A stochastic process $\{X_i\}_{i=0}^\infty $ is $n$-Markov if

$$P(X_{t+n}|X_{t+n-1}, X_{t+n-2}, \cdots , X_{t}) = P(X_{t+n}|X_{t+n-1})$$

for any $t \ge 0$.

We would prove that

An $n$-Markov stochastic process must be $m$-Markov while is not necessarily $l$-Markov where $l > n > m$


N+1 to N

First, we prove an (n+1)-Markov stochastic process must be n-Markov.

Proof: Suppose $\{X_i\}_{i=0}^\infty$ is an $(n+1)$-Markov stochastic process. We have

$$P(X_{t+n}|X_{t+n-1}, X_{t+n-2}, \cdots, X_t) = P(X_{t+n} | X_{t+n-1})$$ for any $t \ge 0$, deriving

$$H(X_{t+n}|X_{t+n-1}, X_{t+n-2}, \cdots, X_t) = H(X_{t+n} | X_{t+n-1}).$$

Note that

$$\begin{align*} & H(X_{t+n}|X_{t+n-1}, X_{t+n-2}, \cdots, X_{t+1}, X_t) \\ \le & H(X_{t+n}|X_{t+n-1}, X_{t+n-2}, \cdots, X_{t+1}) \\ \le & \cdots \\ \le & H(X_{t+n} | X_{t+n-1}). \end{align*} $$

Therefore, these expressions have the same value which means

$$ \begin{align*} & I(X_{t+n};X{t}|X_{t+n-1}, X_{t+n-2}, \cdots, X_{t+1}) \\ = & H(X_{t+n}|X_{t+n-1}, X_{t+n-2}, \cdots, X_{t+1}) - H(X_{t+n}|X_{t+n-1}, X_{t+n-2}, \cdots, X_{t+1}, X_t) \\ = & 0. \end{align*} $$

Thus, $X_{t+n}$ and $X_t$ are independent given $X_{t+n-1}, \cdots , X_{t+1}$. Using

$$ \begin{align*} & P(X_{t+n}|X_{t+n-1}, X_{t+n-2}, \cdots, X_{t+1}, X_{t}) \\ =& \frac{P(X_{t+n}, X_t |X_{t+n-1}, X_{t+n-2}, \cdots, X_{t+1})}{P(X_t |X_{t+n-1}, X_{t+n-2}, \cdots, X_{t+1})} \\ =& P(X_{t+n}|X_{t+n-1}, X_{t+n-2}, \cdots, X_{t+1}), \end{align*} $$

iteratively, we could easily gain the conclusion.
Q.E.D.

N to N+1

Then we prove that there exists an n-Markov process that is not (n+1)-Markov.

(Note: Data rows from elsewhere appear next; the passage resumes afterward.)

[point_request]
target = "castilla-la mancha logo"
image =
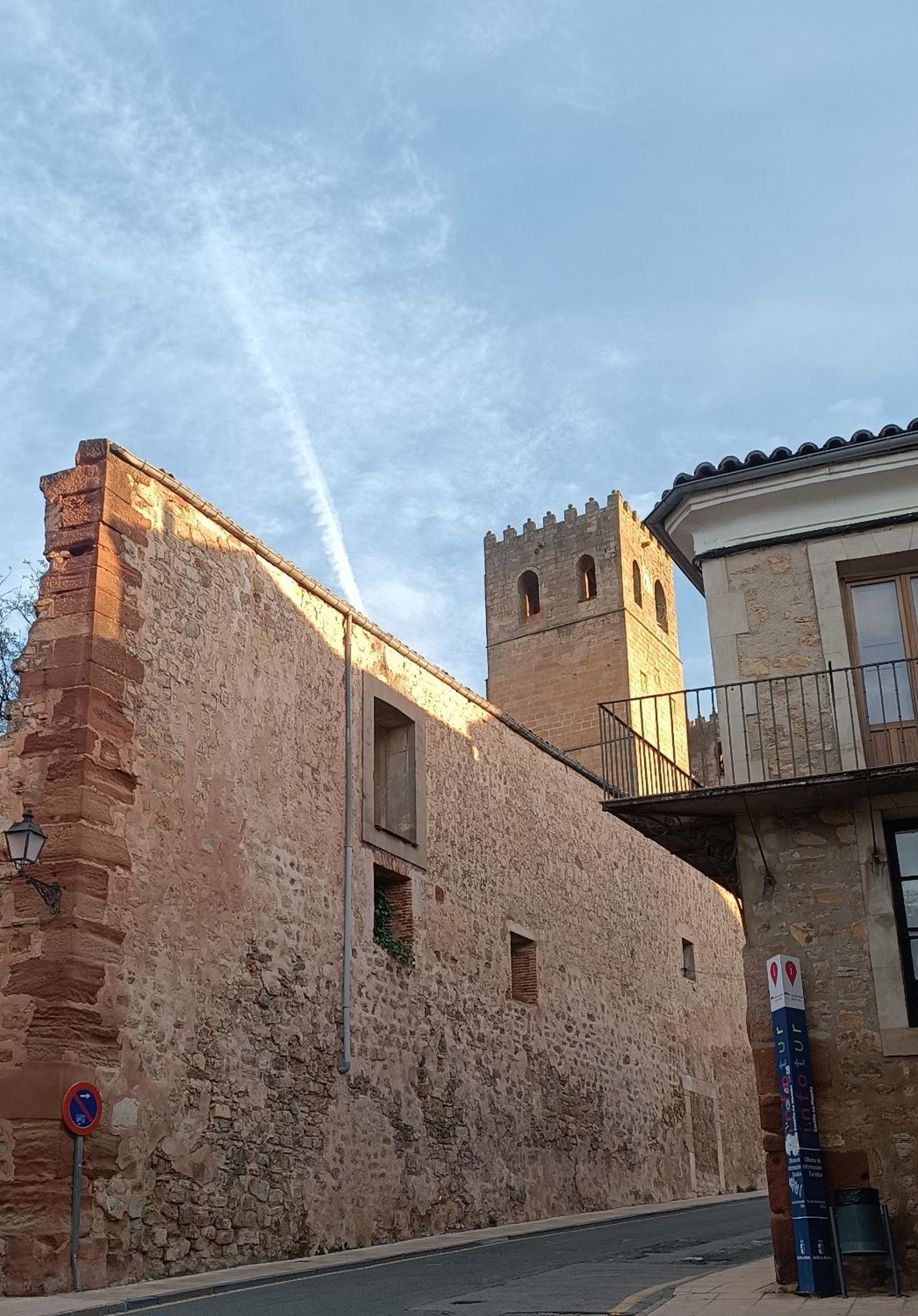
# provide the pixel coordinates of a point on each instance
(786, 988)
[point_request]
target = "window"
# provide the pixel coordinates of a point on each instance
(394, 924)
(529, 594)
(587, 578)
(524, 986)
(395, 805)
(636, 584)
(688, 960)
(661, 602)
(903, 849)
(394, 788)
(883, 620)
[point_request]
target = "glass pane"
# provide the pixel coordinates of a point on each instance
(911, 902)
(887, 689)
(907, 855)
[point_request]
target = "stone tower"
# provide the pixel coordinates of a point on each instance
(579, 611)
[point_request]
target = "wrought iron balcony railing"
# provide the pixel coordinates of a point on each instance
(777, 730)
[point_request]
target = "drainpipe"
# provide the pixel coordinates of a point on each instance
(349, 855)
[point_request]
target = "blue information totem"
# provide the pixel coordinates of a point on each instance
(816, 1269)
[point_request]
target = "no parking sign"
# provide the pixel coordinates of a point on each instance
(82, 1109)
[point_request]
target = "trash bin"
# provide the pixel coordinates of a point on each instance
(861, 1227)
(859, 1219)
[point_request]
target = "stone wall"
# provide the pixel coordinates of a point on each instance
(778, 613)
(182, 738)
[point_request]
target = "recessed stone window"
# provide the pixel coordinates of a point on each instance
(524, 980)
(395, 798)
(394, 773)
(530, 603)
(662, 611)
(587, 578)
(688, 960)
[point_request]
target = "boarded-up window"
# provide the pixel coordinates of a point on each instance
(524, 984)
(395, 798)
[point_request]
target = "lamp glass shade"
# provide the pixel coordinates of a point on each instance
(25, 842)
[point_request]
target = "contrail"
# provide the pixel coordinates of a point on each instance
(226, 263)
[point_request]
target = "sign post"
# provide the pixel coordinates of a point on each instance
(80, 1111)
(816, 1267)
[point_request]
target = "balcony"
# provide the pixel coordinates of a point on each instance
(719, 752)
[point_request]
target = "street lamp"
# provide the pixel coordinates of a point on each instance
(25, 842)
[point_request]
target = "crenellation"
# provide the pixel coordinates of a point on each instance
(587, 648)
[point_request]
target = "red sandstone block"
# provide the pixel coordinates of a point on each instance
(68, 740)
(68, 540)
(34, 1209)
(78, 878)
(113, 784)
(82, 706)
(42, 1151)
(72, 803)
(92, 451)
(34, 1092)
(89, 940)
(83, 842)
(74, 481)
(37, 681)
(57, 1028)
(80, 510)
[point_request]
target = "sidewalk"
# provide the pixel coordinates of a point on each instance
(753, 1289)
(125, 1298)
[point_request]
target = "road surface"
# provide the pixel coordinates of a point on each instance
(580, 1272)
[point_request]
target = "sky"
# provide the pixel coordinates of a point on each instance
(375, 278)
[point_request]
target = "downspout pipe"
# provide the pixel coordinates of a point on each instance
(349, 853)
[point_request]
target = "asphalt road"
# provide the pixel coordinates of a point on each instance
(565, 1273)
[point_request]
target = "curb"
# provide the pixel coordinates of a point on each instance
(345, 1263)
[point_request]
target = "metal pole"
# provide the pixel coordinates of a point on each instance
(75, 1211)
(349, 857)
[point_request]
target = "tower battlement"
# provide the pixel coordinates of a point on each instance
(571, 517)
(580, 610)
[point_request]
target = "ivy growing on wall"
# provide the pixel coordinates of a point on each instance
(383, 936)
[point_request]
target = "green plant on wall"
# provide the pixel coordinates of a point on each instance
(383, 938)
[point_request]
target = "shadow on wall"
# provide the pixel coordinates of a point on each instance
(176, 717)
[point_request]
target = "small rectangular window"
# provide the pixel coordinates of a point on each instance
(394, 922)
(688, 960)
(524, 984)
(903, 849)
(395, 803)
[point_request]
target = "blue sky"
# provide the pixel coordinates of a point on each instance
(379, 277)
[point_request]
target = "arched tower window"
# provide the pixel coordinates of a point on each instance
(529, 594)
(587, 578)
(661, 601)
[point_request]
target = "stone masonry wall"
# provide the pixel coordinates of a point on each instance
(829, 877)
(192, 693)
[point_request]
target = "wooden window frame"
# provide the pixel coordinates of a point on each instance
(902, 578)
(412, 852)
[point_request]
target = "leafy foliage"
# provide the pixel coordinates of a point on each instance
(17, 613)
(383, 938)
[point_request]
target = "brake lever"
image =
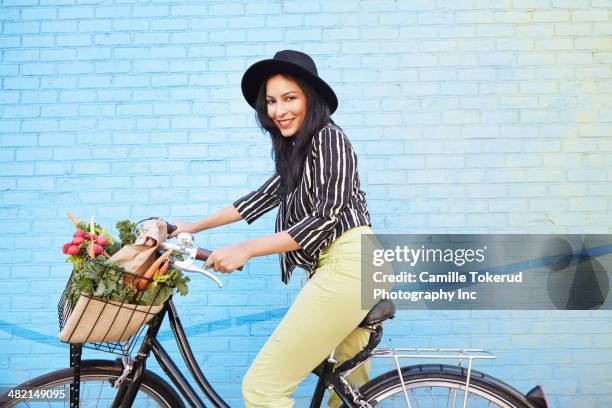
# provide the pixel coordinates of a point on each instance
(193, 268)
(189, 263)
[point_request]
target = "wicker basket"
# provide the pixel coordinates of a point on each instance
(102, 324)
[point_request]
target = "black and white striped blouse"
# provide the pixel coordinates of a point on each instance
(327, 202)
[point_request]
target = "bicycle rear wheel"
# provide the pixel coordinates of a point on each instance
(438, 385)
(97, 379)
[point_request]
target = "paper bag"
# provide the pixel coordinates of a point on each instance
(138, 257)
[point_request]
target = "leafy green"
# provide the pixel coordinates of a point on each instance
(107, 280)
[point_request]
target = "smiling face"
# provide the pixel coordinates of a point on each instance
(286, 104)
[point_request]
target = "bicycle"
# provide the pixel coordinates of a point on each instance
(132, 385)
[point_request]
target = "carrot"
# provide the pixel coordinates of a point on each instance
(74, 220)
(142, 283)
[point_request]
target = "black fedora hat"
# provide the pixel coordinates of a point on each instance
(286, 62)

The question is actually asking whether it is possible that knowing n preceding states gains no more information than knowing the exact preciding state, but knowing $(n+1)$ preciding states gains more information.

Proof: Consider a stationary stachastic process $\{X_i\}_{i=0}^\infty$ in which $X_i$ is i.i.d. Bernoulli trial with $p = \frac12$ for $i=0,1,\cdots,n$ and

$$X_{t+n+1} = (X_{t+n} + \cdots + X_t)\, \text{mod}\, 2 $$

for $t \ge 0 $.

$P(X_{t+n+1}|X_{t+n}, X_{t+n-1}, \cdots, X_{t+1}, X_{t})$ is determined by its $n+1$ preceding random variables. On the other hand, $P(X_{t+n+1}|X_{t+n}, X_{t+n-1}, \cdots, X_{t+1}) = 1/2$.

Q.E.D.